Mais le projet d'amendement vise à en transférer le contrôle à l'exécutif: le nombre total de ses membres passerait à sept, en allouant cinq sièges aux membres nommés par le gouvernement, dont le président du conseil d'administration.
Son adoption "constituerait un recul important pour la promotion et la protection des droits humains dans le pays" car il entraînerait "un manque structurel d'indépendance" de l'ACSO, s'est alarmé Amnesty.
Il "réduira à néant l'espace civique" moins d'un an avant des élections législatives prévues en juin 2026 dans le pays, le deuxième plus peuplé du continent avec quelque 130 millions d'habitants.
Interrogée par l'AFP, Billene Seyoum, porte-parole du Premier ministre Abiy Ahmed, n'a pas réagi dans l'immédiat.

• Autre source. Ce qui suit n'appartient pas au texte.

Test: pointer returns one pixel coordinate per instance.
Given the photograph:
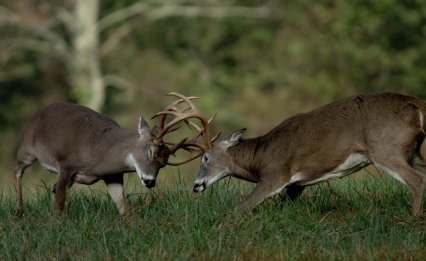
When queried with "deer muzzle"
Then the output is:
(199, 187)
(149, 183)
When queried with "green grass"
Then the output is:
(367, 218)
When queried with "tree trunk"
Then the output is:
(87, 83)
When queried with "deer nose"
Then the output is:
(149, 183)
(199, 187)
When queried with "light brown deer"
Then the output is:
(330, 142)
(84, 146)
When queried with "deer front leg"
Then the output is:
(263, 190)
(62, 184)
(115, 188)
(293, 192)
(19, 172)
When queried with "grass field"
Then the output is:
(356, 218)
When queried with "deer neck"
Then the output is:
(245, 156)
(120, 143)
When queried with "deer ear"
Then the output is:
(233, 139)
(155, 130)
(143, 127)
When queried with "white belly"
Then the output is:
(353, 163)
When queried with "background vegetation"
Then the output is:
(253, 62)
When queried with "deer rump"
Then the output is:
(330, 142)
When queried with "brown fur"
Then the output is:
(384, 128)
(84, 146)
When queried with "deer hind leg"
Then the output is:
(264, 189)
(21, 165)
(115, 188)
(410, 176)
(293, 192)
(64, 180)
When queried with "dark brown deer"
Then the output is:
(330, 142)
(84, 146)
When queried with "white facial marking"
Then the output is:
(352, 163)
(391, 173)
(278, 190)
(199, 181)
(217, 177)
(131, 162)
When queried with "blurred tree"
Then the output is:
(71, 31)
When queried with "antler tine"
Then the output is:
(186, 99)
(185, 161)
(172, 106)
(184, 114)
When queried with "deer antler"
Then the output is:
(183, 115)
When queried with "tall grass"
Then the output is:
(354, 218)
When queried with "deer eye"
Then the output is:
(205, 159)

A son arrivée au pouvoir en 2018, M. Abiy avait été salué pour son ouverture et ses réformes, après presque trois décennies dominées par le Front de libération du peuple du Tigré (TPLF) qui a dirigé le pays de 1991 à 2018. Mais dès fin 2020, le conflit entre les forces fédérales et celles du TPLF dans la région du Tigré a mis un coup d'arrêt aux réformes et entraîné un durcissement des autorités.
Ces derniers mois, plusieurs ONG ont été suspendues et des journalistes arrêtés. Reporters sans frontières (RSF) classe le pays d'Afrique de l'Est au 145e rang sur 180 pays dans son classement de la liberté de la presse.
Nombre d'ONG internationales et autres organisations onusiennes se refusent à critiquer les autorités, même anonymement, par crainte de représailles.